Am Abend des nächsten Tages begegnen wir Krystyna Swiatek von Kohlhaas & Co. wieder. Rechts von der Bar hat sie auf einem Tisch mehrere Exemplare der Anthologie „Das Grundgesetz. Ein literarischer Kommentar“ gestapelt. Die Buchhandlung betreut nach Dienstschluss die Verkaufstische der Veranstaltungen. Im Saal sind deutlich mehr Plätze besetzt als beim Mittagsgespräch. „Grundgesetzlich“ heißt die Reihe, in der diesmal die Schriftstellerin Julia Franck, Beiträgerin des Buches, und die Journalistin und Juristin Helene Bubrowski über Artikel 3 des Grundgesetzes sprechen: „Alle Menschen sind vor dem Gesetz gleich.“ Nach anderthalb Stunden wird die Runde fürs Publikum geöffnet, mit einem feinen Trick: Wer Fragen hat, möge sie bitte auf einen Zettel schreiben, der Moderator sammelt und stellt sie dann vor. Auf diese Weise ist niemand verleitet, lange selbst zu reden, was schon manchen Abend andernorts ins Endlose gleiten ließ.

Hinter den Frauen auf dem Podium wachsen aus der großzügig mit Lehm bedeckten Wand 23 Kakteen. Die Zahl entspricht der Hausnummer in der Fasanenstraße.
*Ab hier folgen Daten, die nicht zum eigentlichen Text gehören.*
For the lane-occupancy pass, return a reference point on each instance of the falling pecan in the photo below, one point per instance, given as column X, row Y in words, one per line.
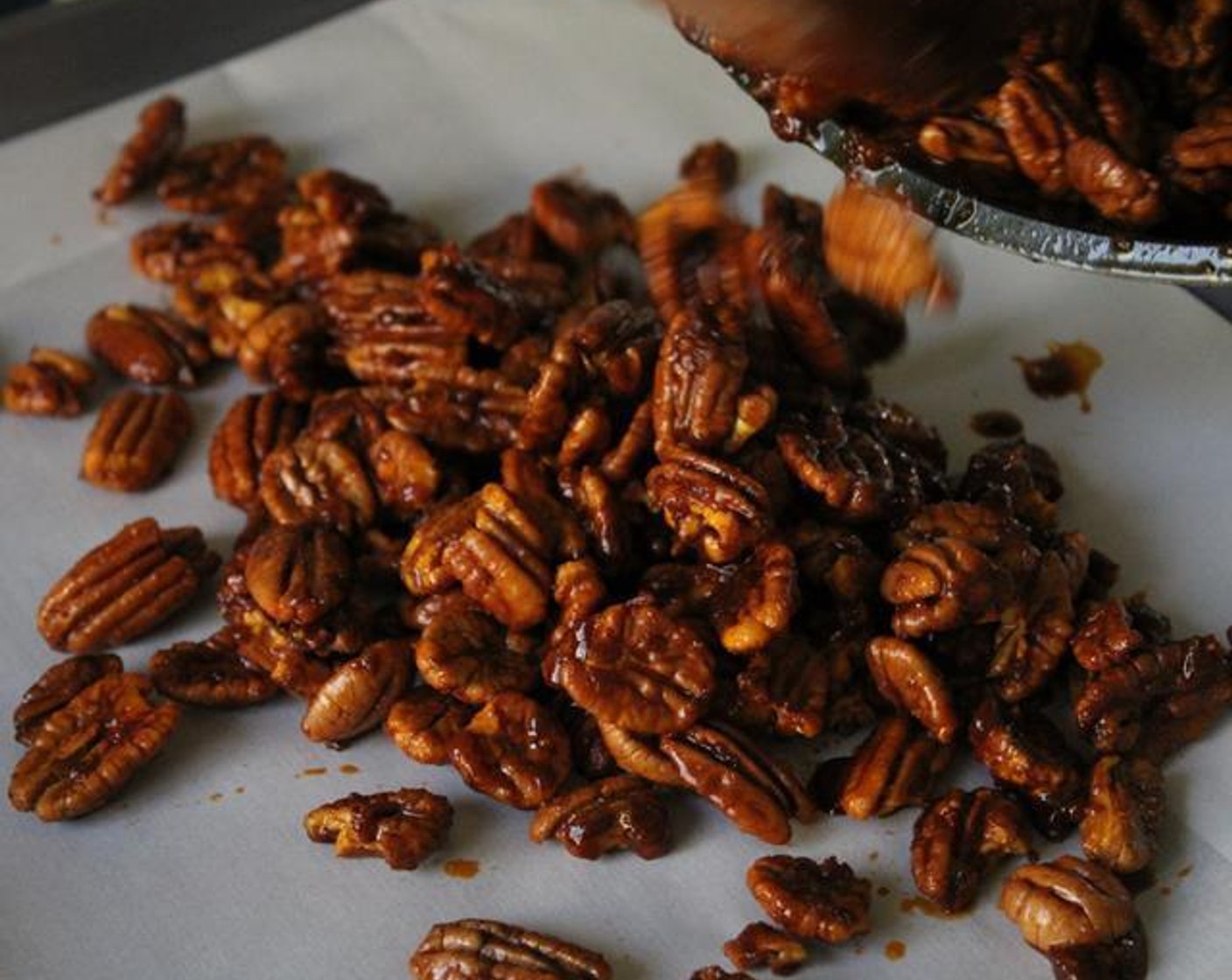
column 124, row 587
column 403, row 826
Das natürliche Material, im vergangenen Sommer hier angebracht, ist ein Hinweis auf unsere Zeit der Klimakrise. In diesem Sinne fand im Literaturhaus auch das Climate-fiction-Festival statt: Ein Nachdenken darüber, wie künstlerische Arbeit die Probleme der Gegenwart aufnehmen kann. Und die Pflanzenart ist auf den einstigen Finanzier der Villa von vor hundert Jahren zurückzuführen, einen passionierten Sukkulenten-Sammler.

Janika Gelinek und Sonja Longolius wollten möglichst viel wissen, bevor sie die Räume mit neuem Leben füllten. Sebastian Januszewski, der das Archiv betreut, hat sie bei der Recherche unterstützt und bietet weiterhin fürs Publikum Führungen in der und um die Villa an. Vor knapp hundert Jahren hatte die in Berlin für ausländische Studierende verantwortliche Alexander von Humboldt-Stiftung hier ihren Sitz, weshalb auch Vladimir Nabokov und Thomas Mann mal zu Gast waren. Nach dem Zweiten Weltkrieg waren Flüchtlinge im Haus untergebracht.

Und 1965 residierte da, wo heute das Café ist, der Amüsierbetrieb „Dolce Vita“. Dort wurde der kleine Elefant Berolina dazu missbraucht, ein Instrument zu spielen und Tänzerinnen Kleidung vom Leib zu ziehen. Außerhalb der Shows hockte das Tier unten im Haus. Das ging nicht gut aus. Die Boulevardzeitung B.Z. brachte die Schlagzeile „Elefanten-Baby im Nachtlokal gestorben“. Und so lässt sich der Elefant des Künstlers Marc Bausback, den die Li-Be-Leiterinnen im Eingangsbereich schweben lassen, auch als ein Erinnerungszeichen verstehen.